Fair Lawn is located along a private driveway that begins just opposite Plumbush, the home of cannonmaker Robert Parrott, which was a bed and breakfast until its conversion into a private school in 2013. It is surrounded by trees on three sides, and overlooks Foundry Cove on the Hudson River to the east, with views of Storm King Mountain and the Hudson Highlands beyond.

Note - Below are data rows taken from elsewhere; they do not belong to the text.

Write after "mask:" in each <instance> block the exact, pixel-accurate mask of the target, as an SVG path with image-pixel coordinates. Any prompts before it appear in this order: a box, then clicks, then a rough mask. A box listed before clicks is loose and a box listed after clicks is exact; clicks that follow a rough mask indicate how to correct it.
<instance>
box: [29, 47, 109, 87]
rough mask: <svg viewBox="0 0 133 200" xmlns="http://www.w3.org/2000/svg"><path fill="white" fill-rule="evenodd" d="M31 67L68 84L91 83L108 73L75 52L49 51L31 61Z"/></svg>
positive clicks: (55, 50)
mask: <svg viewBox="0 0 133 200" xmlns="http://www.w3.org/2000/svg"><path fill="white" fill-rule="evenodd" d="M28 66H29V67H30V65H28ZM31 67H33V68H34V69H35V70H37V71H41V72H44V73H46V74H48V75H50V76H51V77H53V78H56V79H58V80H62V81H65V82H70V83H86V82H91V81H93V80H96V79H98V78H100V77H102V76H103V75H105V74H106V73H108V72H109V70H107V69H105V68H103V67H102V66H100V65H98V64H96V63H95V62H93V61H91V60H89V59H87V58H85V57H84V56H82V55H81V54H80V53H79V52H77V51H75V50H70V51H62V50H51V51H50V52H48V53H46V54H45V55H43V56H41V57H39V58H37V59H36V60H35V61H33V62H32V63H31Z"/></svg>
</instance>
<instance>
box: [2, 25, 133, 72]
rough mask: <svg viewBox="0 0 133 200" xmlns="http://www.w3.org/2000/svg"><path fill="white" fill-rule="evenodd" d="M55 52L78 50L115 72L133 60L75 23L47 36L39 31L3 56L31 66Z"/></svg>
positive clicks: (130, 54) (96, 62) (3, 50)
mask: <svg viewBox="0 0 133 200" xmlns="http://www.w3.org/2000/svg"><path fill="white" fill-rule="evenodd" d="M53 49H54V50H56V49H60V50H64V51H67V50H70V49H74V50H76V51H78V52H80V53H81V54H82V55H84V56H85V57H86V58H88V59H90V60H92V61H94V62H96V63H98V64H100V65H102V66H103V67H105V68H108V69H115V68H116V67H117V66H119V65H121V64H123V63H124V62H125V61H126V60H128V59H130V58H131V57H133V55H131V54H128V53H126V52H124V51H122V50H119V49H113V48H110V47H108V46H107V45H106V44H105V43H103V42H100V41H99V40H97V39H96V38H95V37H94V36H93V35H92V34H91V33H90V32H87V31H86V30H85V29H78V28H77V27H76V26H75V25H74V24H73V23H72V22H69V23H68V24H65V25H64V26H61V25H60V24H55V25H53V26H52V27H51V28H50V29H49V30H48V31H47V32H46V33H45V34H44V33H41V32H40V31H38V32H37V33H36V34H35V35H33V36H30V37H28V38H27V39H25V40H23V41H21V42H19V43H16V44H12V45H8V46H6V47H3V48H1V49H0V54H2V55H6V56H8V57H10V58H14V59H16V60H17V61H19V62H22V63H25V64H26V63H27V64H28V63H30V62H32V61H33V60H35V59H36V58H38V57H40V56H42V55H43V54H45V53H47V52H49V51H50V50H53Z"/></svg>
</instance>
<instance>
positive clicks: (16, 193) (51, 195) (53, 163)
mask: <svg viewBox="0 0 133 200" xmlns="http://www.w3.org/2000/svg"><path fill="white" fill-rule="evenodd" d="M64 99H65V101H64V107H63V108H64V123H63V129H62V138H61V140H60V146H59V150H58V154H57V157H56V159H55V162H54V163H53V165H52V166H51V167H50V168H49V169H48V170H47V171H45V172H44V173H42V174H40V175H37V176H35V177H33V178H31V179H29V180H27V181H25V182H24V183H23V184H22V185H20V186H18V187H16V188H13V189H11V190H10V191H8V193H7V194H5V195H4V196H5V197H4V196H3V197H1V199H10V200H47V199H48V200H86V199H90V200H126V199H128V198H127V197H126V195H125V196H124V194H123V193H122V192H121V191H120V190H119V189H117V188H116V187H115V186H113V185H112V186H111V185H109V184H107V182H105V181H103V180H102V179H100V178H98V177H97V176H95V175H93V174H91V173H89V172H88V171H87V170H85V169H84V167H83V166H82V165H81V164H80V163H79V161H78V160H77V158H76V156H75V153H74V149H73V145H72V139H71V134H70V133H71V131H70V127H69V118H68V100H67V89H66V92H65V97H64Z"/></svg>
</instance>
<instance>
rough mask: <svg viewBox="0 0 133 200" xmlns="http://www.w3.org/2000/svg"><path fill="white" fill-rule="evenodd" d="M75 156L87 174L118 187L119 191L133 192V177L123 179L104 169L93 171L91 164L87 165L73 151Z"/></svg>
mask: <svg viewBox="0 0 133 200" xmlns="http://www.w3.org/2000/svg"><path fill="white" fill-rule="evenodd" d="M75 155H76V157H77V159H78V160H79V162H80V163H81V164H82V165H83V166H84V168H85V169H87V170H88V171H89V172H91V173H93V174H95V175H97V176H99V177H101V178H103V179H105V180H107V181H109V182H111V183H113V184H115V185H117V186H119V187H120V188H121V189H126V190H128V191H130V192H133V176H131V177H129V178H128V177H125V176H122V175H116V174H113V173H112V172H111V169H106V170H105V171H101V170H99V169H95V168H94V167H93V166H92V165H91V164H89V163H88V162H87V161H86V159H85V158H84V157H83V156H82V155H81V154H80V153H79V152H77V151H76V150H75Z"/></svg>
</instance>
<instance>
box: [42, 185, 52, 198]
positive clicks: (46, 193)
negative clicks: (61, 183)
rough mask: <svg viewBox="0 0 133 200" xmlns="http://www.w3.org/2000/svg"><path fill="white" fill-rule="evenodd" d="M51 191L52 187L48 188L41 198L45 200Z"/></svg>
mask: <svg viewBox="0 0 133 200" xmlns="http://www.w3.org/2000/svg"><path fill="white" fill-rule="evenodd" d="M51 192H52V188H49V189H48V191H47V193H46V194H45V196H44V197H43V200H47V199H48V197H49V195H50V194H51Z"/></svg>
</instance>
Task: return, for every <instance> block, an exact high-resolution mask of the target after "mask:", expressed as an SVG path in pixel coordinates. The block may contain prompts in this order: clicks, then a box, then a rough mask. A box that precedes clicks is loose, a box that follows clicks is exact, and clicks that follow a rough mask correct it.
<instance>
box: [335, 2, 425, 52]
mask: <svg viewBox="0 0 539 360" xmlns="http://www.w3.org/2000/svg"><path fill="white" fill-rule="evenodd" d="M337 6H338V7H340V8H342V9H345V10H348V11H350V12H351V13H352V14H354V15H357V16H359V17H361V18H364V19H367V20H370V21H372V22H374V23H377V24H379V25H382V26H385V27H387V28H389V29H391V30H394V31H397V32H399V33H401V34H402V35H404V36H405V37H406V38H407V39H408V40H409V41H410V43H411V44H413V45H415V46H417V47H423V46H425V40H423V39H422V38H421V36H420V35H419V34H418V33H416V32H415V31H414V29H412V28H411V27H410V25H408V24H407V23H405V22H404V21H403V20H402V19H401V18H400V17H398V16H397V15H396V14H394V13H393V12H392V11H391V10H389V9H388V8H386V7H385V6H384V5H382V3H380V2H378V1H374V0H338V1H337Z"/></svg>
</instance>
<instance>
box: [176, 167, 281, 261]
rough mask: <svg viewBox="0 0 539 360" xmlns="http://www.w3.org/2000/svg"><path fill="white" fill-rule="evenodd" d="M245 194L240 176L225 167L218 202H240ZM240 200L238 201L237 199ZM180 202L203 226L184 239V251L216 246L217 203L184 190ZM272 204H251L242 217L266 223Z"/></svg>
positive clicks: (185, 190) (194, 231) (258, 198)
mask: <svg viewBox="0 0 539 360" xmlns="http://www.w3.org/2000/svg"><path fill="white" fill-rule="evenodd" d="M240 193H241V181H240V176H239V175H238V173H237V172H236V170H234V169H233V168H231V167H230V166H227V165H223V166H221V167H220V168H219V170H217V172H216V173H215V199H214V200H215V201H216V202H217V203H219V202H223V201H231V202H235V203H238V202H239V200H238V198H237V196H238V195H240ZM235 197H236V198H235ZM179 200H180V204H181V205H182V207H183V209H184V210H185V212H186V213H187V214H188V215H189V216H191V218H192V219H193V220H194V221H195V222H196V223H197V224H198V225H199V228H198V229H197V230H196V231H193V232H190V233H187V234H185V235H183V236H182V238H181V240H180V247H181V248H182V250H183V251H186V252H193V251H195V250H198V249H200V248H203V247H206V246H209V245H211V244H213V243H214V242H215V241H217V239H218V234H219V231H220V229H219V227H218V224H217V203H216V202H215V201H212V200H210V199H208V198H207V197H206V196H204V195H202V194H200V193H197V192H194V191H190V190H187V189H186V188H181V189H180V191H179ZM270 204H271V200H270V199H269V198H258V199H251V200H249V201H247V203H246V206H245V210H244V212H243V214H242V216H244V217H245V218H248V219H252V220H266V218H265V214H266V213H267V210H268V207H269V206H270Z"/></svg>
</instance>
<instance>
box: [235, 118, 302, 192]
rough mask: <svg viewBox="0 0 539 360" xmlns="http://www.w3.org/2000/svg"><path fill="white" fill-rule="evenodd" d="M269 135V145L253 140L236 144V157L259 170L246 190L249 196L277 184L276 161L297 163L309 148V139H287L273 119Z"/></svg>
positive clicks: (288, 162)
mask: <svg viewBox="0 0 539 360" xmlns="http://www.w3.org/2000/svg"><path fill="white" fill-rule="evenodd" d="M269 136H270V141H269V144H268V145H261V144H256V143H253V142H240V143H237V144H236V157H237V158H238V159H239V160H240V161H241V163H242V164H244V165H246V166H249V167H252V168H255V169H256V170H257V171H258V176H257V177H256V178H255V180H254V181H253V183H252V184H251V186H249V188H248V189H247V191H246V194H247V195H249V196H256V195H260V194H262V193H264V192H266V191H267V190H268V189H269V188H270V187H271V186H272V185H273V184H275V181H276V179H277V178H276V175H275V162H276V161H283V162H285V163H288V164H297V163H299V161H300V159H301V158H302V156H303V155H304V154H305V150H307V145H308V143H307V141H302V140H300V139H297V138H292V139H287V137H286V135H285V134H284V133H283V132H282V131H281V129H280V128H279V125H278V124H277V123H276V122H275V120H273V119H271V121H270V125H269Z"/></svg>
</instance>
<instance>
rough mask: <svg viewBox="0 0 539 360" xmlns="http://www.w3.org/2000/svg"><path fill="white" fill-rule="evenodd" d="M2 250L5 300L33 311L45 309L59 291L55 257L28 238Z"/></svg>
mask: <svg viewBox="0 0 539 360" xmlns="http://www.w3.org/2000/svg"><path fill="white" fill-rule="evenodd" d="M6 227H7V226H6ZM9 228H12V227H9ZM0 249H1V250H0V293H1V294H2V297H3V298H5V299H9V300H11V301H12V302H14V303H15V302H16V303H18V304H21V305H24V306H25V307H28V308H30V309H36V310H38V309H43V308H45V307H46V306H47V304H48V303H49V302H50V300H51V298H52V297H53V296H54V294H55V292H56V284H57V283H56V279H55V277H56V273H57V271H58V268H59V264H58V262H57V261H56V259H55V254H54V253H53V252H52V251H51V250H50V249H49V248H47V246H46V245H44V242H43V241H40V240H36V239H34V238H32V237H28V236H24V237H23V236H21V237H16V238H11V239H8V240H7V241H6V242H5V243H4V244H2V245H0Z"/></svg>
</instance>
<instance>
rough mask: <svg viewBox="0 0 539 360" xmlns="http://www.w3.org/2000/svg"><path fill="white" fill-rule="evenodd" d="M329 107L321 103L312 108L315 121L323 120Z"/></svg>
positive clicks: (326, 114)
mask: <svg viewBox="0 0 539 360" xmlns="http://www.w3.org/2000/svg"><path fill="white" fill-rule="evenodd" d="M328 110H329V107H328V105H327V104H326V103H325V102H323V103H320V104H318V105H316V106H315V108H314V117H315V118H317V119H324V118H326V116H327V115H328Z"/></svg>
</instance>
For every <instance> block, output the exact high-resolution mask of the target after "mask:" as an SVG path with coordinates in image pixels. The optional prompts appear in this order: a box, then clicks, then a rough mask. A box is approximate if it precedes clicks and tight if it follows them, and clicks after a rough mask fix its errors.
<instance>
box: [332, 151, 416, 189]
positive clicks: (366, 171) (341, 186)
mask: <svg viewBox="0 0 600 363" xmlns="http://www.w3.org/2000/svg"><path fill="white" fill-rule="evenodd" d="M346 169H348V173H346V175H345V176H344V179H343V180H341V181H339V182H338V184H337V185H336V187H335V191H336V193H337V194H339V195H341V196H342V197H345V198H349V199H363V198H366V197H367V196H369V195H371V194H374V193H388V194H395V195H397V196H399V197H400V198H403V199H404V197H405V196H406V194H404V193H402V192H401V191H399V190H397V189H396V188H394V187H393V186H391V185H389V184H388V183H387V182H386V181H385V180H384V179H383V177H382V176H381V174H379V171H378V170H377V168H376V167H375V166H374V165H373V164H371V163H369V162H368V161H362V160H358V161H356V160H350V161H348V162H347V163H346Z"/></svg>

The house itself is three stories high, three bays by three, with a flat roof and dentilled Greek cornice. It is faced in painted brick with stone quoins. There is a brick and shingle hipped-roofed north wing with another flat-roofed section extending from its own north, and an enclosed porch on its west with Tuscan columns. A wraparound porch surrounds the other three elevations, with a porte-cochere at the bottom of a three-story projecting bay on the east (front) facade.

==History==

Rossiter designed the house and moved in during 1860, when it was completed. After his death in 1871 a new owner, Chalmers Dale, added the wings and upper cornice. There have not been any significant modifications since then.